The Code of Professional Conduct, Rule 101 regarding independence, does not consider the following circumstances to be a lack of independence:
a.The auditor's brother-in-law's father is the controller of the client being audited.
b.A financial institution client loans the auditor money to buy a boat but does not collateralize the loan.
c.The audited firm is privately held and the auditor provides valuation and appraisal services to an audit client, the results of which are material to the financial statements.
d.The CPA firm's sole audit manager served as controller of the firm's audit client from the January, Year 1 through May, Year 5 when the manager began working with the CPA firm. The current audit period for this client is from April 1, Year 5 through March 31, Year 6.
Answer:A
Choice "A" is correct. Independence is impaired by a member, a member's spouse or dependents, or an immediate family member who holds a key position in the audit client.
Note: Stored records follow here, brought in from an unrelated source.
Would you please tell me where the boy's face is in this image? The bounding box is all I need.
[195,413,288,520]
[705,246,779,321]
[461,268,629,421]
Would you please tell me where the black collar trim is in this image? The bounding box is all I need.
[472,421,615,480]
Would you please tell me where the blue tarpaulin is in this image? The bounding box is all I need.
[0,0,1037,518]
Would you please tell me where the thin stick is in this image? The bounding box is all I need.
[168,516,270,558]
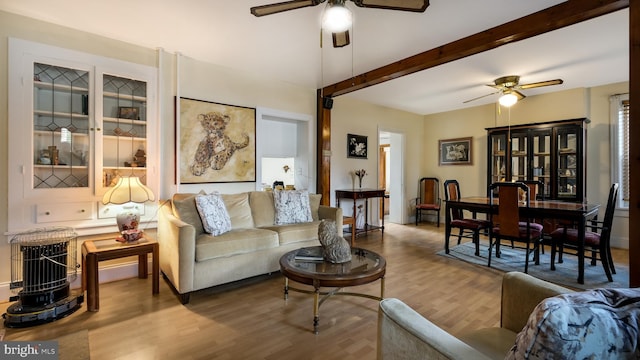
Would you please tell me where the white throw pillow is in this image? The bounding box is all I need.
[273,190,313,225]
[505,289,640,360]
[196,193,231,236]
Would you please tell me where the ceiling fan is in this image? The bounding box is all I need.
[463,75,563,106]
[251,0,429,47]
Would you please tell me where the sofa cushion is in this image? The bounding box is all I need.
[171,191,205,235]
[273,190,313,225]
[264,221,320,245]
[507,289,640,359]
[196,229,279,261]
[196,193,231,235]
[458,327,516,359]
[222,192,253,229]
[249,191,276,227]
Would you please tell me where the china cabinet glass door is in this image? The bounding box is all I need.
[511,131,529,181]
[489,134,507,183]
[101,74,147,191]
[531,129,553,199]
[557,128,580,199]
[32,63,91,189]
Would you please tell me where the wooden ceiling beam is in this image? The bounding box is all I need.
[322,0,629,97]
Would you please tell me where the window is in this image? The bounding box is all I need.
[611,94,630,209]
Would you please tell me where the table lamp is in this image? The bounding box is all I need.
[102,176,155,233]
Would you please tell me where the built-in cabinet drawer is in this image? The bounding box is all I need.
[36,201,95,223]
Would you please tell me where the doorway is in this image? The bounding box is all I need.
[378,129,407,224]
[255,107,316,193]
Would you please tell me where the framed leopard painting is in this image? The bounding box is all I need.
[176,98,256,184]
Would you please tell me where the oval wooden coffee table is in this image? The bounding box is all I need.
[280,246,387,334]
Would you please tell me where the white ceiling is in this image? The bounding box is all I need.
[0,0,629,114]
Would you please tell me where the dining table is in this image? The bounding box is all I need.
[444,196,600,284]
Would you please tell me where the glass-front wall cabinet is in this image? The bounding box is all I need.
[32,63,91,189]
[8,38,158,233]
[487,119,588,201]
[100,75,147,187]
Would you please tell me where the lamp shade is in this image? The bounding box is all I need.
[102,176,155,205]
[498,91,518,107]
[322,3,353,33]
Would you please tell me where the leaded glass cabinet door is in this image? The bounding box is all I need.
[100,74,147,188]
[556,126,583,200]
[510,131,529,181]
[489,134,507,184]
[32,62,92,189]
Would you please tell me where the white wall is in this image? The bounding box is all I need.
[330,95,424,224]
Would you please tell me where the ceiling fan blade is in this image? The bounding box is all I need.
[332,30,351,47]
[251,0,326,16]
[511,89,526,101]
[462,91,500,104]
[518,79,563,90]
[351,0,429,12]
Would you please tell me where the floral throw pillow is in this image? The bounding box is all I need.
[506,289,640,360]
[196,193,231,236]
[273,190,313,225]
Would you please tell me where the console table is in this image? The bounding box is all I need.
[82,235,160,311]
[336,189,385,235]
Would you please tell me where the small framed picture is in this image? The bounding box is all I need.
[438,137,473,165]
[118,106,140,120]
[347,134,367,159]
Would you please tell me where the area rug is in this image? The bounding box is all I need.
[54,330,91,360]
[438,242,629,290]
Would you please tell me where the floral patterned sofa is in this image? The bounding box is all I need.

A brother-in-law and family of the brother-in-law are not considered to be immediate family members or close relatives. According to the Code, a close relative is defined as a parent, sibling, or nondependent child.
Choice "d" is incorrect. A CPA auditor cannot work for the client in a key position during the audit year.
Choice "c" is incorrect. Independence is impaired if valuation and appraisal services are performed, the results are material to the financial statements, and the appraisal or valuation is subject to a significant degree of subjectivity.
Choice "b" is incorrect. Fully collateralized loans made within the normal course of business, such as by a financial institution, do not impair independence.